I enjoy making desserts, and it's especially satisfying when my goodies are devoured quickly. This one always qualifies for that distinction.
- 1 package (3 ounces) cream cheese, softened
- 1/4 cup confectioners' sugar
- 1 carton (8 ounces) frozen whipped topping, thawed
- 1 prepared angel food cake (8 to 10 ounces)
- CARAMEL SAUCE:
- 1 cup half-and-half cream, divided
- 3/4 cup sugar
- 1/2 cup light corn syrup
- 1/4 cup butter
- Pinch salt
- 1/2 teaspoon vanilla extract
- In a large bowl, beat cream cheese and confectioners' sugar until smooth. Fold in whipped topping; set aside. Cut cake horizontally into two layers. Place the bottom layer on a serving plate; spread with cream cheese mixture. Replace top; refrigerate.

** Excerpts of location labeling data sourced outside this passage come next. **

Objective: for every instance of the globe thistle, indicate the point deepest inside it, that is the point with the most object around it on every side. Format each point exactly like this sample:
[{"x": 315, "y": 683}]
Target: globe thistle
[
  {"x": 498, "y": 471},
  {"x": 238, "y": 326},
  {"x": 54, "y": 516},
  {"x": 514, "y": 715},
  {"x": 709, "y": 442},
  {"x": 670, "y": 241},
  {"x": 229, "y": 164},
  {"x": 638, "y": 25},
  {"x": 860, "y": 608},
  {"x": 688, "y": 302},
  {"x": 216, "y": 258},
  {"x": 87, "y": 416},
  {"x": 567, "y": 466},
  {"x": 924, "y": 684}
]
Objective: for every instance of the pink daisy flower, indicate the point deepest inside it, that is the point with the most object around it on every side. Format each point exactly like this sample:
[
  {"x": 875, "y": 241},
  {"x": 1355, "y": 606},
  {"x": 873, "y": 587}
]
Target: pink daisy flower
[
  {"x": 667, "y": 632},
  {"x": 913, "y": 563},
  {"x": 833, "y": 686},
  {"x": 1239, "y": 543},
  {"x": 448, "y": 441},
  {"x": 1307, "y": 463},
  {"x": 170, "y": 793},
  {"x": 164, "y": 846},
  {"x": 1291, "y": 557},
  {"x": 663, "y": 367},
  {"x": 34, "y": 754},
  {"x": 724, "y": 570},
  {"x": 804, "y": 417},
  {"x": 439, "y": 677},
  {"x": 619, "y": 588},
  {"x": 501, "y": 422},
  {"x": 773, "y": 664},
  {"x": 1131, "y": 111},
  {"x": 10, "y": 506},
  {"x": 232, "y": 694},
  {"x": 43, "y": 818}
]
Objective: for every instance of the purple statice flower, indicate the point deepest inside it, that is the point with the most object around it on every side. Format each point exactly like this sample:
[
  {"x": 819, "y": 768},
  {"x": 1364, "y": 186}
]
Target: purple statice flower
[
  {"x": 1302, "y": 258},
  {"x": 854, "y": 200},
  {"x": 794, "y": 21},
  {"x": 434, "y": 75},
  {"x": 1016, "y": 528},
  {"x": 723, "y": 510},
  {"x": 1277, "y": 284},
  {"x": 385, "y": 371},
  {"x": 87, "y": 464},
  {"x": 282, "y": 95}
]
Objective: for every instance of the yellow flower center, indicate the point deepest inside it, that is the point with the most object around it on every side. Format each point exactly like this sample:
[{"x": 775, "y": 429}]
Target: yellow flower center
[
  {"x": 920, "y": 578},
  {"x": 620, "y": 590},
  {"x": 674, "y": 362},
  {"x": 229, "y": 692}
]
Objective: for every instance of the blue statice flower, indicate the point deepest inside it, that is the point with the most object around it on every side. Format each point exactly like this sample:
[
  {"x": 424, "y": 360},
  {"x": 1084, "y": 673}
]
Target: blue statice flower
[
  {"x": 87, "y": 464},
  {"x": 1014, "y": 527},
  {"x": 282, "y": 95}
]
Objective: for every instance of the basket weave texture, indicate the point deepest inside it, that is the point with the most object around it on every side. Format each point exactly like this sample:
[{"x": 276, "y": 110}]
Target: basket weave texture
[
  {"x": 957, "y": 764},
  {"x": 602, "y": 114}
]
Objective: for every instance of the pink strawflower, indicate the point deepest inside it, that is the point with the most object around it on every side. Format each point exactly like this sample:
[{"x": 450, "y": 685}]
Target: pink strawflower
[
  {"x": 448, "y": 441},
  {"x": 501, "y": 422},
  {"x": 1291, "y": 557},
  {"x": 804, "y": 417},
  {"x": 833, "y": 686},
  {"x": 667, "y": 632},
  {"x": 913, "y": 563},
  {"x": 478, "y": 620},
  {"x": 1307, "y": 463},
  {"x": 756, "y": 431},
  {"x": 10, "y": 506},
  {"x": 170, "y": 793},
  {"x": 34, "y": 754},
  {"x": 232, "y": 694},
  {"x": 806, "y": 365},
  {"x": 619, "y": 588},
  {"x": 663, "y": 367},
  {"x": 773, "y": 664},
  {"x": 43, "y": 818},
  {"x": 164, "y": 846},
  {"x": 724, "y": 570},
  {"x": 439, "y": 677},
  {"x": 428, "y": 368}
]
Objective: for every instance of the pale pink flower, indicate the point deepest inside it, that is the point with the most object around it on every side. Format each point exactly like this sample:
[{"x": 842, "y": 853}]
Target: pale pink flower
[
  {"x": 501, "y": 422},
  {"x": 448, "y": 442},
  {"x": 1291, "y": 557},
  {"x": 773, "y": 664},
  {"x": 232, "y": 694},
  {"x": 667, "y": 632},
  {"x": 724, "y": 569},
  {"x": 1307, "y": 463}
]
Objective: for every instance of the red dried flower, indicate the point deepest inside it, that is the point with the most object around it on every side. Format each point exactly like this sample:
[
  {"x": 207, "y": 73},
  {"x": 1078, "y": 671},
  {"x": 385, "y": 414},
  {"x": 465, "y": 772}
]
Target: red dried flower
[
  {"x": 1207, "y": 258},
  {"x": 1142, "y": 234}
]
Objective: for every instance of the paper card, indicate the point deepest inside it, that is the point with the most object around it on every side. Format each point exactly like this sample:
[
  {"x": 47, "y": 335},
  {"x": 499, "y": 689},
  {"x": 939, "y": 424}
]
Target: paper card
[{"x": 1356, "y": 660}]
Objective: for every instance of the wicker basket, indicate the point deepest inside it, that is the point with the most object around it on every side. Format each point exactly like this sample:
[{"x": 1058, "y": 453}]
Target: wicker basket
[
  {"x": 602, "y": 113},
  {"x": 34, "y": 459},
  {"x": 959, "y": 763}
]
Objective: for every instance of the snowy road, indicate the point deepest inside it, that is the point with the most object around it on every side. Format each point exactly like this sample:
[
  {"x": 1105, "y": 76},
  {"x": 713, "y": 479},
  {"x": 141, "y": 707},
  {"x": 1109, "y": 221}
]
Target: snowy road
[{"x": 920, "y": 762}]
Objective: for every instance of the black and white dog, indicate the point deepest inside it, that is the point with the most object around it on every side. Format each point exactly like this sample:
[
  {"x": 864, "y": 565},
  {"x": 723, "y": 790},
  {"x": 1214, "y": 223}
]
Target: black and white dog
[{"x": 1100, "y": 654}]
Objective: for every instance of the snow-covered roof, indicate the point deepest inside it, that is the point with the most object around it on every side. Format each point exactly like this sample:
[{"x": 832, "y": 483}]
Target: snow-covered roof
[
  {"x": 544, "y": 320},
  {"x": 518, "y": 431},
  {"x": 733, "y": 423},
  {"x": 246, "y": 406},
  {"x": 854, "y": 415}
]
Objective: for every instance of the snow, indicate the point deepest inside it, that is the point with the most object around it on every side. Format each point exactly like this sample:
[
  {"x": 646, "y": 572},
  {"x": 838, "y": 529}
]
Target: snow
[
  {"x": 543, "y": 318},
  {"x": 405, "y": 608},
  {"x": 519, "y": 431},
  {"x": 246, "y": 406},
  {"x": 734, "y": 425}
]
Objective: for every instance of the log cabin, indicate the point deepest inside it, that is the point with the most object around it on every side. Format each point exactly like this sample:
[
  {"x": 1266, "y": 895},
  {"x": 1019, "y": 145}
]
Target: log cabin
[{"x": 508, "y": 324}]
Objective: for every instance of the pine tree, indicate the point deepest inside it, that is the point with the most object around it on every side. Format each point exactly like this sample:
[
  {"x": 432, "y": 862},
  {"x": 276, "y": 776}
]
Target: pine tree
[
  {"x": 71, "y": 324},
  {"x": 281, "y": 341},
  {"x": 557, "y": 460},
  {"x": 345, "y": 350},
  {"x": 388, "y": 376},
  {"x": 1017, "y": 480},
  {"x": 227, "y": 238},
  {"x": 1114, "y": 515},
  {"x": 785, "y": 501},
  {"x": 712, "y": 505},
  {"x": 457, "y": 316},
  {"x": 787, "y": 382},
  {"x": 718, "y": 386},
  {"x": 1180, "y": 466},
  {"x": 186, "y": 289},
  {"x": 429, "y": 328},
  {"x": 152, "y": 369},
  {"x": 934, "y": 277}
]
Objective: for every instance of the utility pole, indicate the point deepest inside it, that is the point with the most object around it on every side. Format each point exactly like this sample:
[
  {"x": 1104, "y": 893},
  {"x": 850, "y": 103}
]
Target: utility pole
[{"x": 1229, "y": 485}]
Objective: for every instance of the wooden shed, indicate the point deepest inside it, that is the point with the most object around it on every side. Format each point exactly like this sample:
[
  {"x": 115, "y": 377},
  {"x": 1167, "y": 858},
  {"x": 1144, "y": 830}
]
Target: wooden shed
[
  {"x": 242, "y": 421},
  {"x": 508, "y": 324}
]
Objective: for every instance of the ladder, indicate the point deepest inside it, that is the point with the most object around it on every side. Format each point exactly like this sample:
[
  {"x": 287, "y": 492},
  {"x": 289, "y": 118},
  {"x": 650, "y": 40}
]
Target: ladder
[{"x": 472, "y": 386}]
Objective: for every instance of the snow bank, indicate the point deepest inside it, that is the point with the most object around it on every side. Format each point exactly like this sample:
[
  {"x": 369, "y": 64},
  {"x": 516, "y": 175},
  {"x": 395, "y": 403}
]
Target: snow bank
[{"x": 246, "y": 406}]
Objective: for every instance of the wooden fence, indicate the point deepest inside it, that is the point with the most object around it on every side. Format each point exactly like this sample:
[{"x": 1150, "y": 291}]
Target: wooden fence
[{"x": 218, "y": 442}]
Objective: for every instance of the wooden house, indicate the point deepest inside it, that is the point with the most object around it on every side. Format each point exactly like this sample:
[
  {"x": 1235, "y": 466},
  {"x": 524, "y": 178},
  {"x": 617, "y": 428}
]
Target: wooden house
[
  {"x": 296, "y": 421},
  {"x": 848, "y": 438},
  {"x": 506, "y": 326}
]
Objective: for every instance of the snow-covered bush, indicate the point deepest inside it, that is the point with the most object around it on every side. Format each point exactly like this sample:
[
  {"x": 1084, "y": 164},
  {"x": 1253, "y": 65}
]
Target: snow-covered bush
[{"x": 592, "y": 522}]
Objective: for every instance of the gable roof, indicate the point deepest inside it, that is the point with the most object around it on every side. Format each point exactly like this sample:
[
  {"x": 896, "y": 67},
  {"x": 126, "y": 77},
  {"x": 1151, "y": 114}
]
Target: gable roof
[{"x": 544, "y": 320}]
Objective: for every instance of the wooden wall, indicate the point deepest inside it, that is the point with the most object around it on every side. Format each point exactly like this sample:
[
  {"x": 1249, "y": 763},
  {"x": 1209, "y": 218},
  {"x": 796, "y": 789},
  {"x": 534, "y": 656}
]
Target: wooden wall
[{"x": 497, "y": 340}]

- In a saucepan, combine 3/4 cup of cream, sugar, corn syrup, butter and salt. Cook and stir until mixture reaches soft-ball stage (234°). Slowly add remaining cream. Cook and stir until mixture returns to soft-ball stage (234°). Remove from the heat; stir in vanilla. Cool. Drizzle over cake. Store in the refrigerator. Yield: 12 servings.